Terima Kasih Kamu, untuk Warna Baruku yang Kelabu

Source
Hai, kamu! Iya, kamu yang selalu senang membiaskanku, menjadi ambigu, membawaku lari sembari menggenggam tanganku kemudian hilang. Apa kabarmu? Kabarku? Aku masih di sini, ditemani peluh yang dulu dan sampai sekarang tetap menjadi keluh. Aku selalu mendoakan untuk kelebihbaikanmu.

Sudah lama rasanya tak melihatmu, melihat wajah yang tidak pernah lelah tersenyum—senyum yang selalu menenangkanku. Masih samakah wajah itu? Masih samakah senyum tulusmu? Mungkin tiada yang berubah dari semua yang kamu miliki, hanya kepada siapa kamu memberikannya yang menjadi berbeda.

Hai, kamu! Iya, kamu yang abu-abu, yang tak pernah menampakkan warna aslimu. Aku tetap di sini (barangkali kamu ingin tahu), berdiam di titik yang sama—tempat kamu meninggalkanku, sambil sesekali menengok ke belakang. Memandangi jejak-jejak yang pernah kita buat. Ya, aku baik-baik saja, bahkan terlalu baik untuk seseorang yang baru saja ditinggalkan.

Hai, kamu! Aku ingin berterima kasih kepadamu. Terima kasih untuk kebaikan hatimu, bersedia memberikan beberapa bulan waktu berhargamu yang mungkin tak lebih dari sekadar upayamu mengasihaniku. Izinkanlah aku berterima kasih atas segala hal yang telah kamu berikan.

Aku masih ingat setiap jalan yang kita lalui, setiap tempat yang kita singgahi, bahkan setiap pakaian yang kamu kenakan. Masih juga jelas di benakku ritual setiap akhir pekan yang selalu kita lakukan. Kamu memintaku menemanimu membeli film-film kesukaanmu, kemudian menontonnya bersama di rumahmu. Tak jarang kita tertidur di tengah film untuk kesekian kalinya dan selalu aku yang  terbangun lebih dulu pada keesokan harinya. Hari yang membuatku bahagia, menjadi orang pertama yang melihat wajah teduh lelapmu sebelum dicuri matahari.

Masih juga teringat kebiasaan kita yang sering mencuri kesempatan untuk bercumbu—di atas motor yang sedang aku kendarai, di dalam bioskop, di ruang tamu orang tuamu. Lucu rasanya, setiap tempat memberi kesan berbeda. Berbeda tetapi sama, sama-sama tak dapat kita ulangi.
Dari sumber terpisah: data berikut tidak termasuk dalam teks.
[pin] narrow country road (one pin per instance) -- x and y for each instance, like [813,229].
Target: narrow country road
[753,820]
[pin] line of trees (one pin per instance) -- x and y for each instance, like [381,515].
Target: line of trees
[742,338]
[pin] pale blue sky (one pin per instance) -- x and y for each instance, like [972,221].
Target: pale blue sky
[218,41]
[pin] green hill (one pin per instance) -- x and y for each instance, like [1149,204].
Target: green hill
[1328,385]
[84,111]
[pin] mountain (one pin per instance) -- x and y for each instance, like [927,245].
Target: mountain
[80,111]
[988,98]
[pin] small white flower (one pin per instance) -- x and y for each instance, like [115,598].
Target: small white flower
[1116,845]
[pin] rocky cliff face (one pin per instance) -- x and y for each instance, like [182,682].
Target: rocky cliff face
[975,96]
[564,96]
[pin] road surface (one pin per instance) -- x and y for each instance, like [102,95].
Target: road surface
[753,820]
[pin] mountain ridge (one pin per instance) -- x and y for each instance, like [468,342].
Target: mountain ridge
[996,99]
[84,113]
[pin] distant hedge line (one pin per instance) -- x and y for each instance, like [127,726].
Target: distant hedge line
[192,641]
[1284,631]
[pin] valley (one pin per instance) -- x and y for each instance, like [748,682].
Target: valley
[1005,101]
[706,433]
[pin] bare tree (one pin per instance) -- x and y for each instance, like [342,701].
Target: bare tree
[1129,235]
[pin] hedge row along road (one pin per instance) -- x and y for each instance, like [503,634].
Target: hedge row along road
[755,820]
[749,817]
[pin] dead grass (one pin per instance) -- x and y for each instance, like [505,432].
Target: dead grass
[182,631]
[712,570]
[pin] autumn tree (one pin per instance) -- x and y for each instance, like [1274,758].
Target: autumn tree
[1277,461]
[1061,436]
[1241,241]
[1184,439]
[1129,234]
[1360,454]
Oh ya, apa kabar dengan tukang bakso langgananmu? Masihkah menjadi tukang bakso favoritmu? Atau kamu sudah temukan yang baru?

Aku masih ingat semuanya, bagaimana denganmu? Masihkah ingat dengan pertemuan pertama kita di tukang bakso itu? Ah, maaf, selalu seperti ini. Selalu aku yang ingin tahu apa yang kamu pikirkan dan rasakan. Kamu tidak perlu menjawabnya, sungguh, tidak perlu. Karena aku tahu kamu pasti akan menggoreskan tinta abu-abu kepadaku. Warna yang hanya diketahui maknanya olehmu.

Hari ini, kita tak lagi bersama, tak lagi berdampingan. Tunggu, bukankah memang kita tak pernah berdampingan? Entah karena kamu yang selalu malu atau aku yang memalukan, hingga berjalan di sampingku membuatmu enggan. Kamu selalu berjalan mendahuluiku,  namun hari ini punggungmu tak lagi terlihat, tidak juga dari kejauhan. Mungkin kamu sudah menemukan jalan baru, jalan yang tidak lagi abu-abu.

Bila kamu membaca ini, aku harap kamu tidak mengasihaniku. Tak perlu  mengingatku dengan rasa iba, karena aku baik-baik saja. Hanya ucapan terima kasih dengan sedikit rindu yang ingin kusampaikan. Tetaplah pergi mengangkat sauh ke tanah yang jauh. Cukup tinggalkan saja harum minyak wangimu yang khas itu. Bila memang kita ditakdirkan bertemu kembali, harummu sudah cukup menjadi petunjuk ke mana aku bisa menggapaimu, sekali lagi.


Terima kasih, kamu—untuk warna baruku yang kelabu.